There was no sign of life in the child.
 
; The pretty woman suddenly snatched her hand away from her face and flew at the man who had struck her, and so great was her fury and so wild her strength that she carried him back toward the wall. Then she turned and ran toward the door, as if she had not noticed Gideon in the way. Her lips were parted as though she were screaming but could not make a sound..
She saw Gideon.
She flung herself at him bodily, as if believing that she could force him back, but, although he couldn’t stop a collision, he hardly budged, and she was flattened against him for a moment. Then she struck at him. He caught first one wrist and then the other, and held them tightly in his big fingers, making her helpless although she kicked wildly, stubbing her toes and hurting herself much more than she hurt him.
“Handcuffs,” Gideon said sharply.
“Yes sir.” The man she had pushed aside slipped shiny handcuffs out of his pocket as if by sleight offhand and fastened one loop over Mrs. Golightly’s wrist, one over his own. Perhaps it was the touch of cold steel, perhaps it was Gideon’s massive figure; certainly something quieted her, and she turned away and covered her face with her free hand.
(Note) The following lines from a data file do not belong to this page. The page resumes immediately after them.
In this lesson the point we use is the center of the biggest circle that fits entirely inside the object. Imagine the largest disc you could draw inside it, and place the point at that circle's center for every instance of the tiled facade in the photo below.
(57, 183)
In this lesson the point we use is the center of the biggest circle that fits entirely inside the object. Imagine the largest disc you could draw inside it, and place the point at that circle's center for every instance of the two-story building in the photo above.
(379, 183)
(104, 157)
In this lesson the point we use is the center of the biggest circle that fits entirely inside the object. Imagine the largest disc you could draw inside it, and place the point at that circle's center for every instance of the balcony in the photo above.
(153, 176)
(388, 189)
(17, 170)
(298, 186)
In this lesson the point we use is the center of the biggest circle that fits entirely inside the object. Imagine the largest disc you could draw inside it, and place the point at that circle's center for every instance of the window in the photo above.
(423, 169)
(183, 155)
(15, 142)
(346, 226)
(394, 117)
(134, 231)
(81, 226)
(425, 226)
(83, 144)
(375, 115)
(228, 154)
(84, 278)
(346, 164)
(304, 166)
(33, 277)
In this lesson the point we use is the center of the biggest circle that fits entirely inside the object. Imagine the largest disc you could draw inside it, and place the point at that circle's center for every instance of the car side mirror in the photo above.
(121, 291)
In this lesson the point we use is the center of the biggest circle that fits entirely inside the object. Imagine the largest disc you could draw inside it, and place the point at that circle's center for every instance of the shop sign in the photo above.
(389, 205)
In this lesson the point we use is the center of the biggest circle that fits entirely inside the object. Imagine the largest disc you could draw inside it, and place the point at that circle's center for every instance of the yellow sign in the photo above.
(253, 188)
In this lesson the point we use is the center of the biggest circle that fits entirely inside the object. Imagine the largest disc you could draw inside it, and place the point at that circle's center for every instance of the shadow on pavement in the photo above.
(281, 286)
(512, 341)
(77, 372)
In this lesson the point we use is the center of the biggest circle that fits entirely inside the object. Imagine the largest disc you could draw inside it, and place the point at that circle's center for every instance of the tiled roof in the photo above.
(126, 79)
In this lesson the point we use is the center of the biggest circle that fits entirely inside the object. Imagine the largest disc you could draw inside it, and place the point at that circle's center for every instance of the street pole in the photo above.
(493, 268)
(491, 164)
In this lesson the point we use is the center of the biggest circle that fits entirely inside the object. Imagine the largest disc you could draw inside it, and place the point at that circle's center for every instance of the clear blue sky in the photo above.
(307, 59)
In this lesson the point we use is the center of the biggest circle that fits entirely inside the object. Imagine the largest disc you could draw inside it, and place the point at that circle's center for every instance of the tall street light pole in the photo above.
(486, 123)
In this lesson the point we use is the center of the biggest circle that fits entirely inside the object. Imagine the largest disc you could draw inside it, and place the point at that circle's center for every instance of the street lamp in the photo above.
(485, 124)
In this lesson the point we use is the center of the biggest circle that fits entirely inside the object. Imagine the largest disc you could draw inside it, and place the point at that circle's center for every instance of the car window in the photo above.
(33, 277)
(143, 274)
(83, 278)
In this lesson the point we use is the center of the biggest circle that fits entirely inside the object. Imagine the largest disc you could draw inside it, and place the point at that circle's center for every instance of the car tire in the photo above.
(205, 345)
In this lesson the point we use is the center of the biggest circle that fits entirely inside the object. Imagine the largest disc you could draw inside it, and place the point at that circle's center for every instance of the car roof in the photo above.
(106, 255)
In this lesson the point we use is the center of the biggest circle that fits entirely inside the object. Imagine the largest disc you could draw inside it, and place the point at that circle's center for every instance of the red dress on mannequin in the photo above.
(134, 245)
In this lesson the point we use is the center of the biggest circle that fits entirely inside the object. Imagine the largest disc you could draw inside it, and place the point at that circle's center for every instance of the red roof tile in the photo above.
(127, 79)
Behind the door were an old raincoat and a faded trilby. Wearing those and the slacks, it was easy to see how she had been taken for a man. Gideon looked at her without compassion.
The ambulance men and a young doctor came in from the landing, and the child lay there, still as death, with those great hands ceaseless in their desperate work of rescue.
Two minutes later, Fraser hurried in, shivering in an overcoat over striped blue pyjamas, sparse hair standing on end, eyes watering. The doctor had taken over, saying simply that they must deal with the child here; the ambulance men had gone down to their ambulance for the portable oxygen unit.
“Sorry about this, Mr. Fraser,” Gideon said, “but is this the Harris baby?”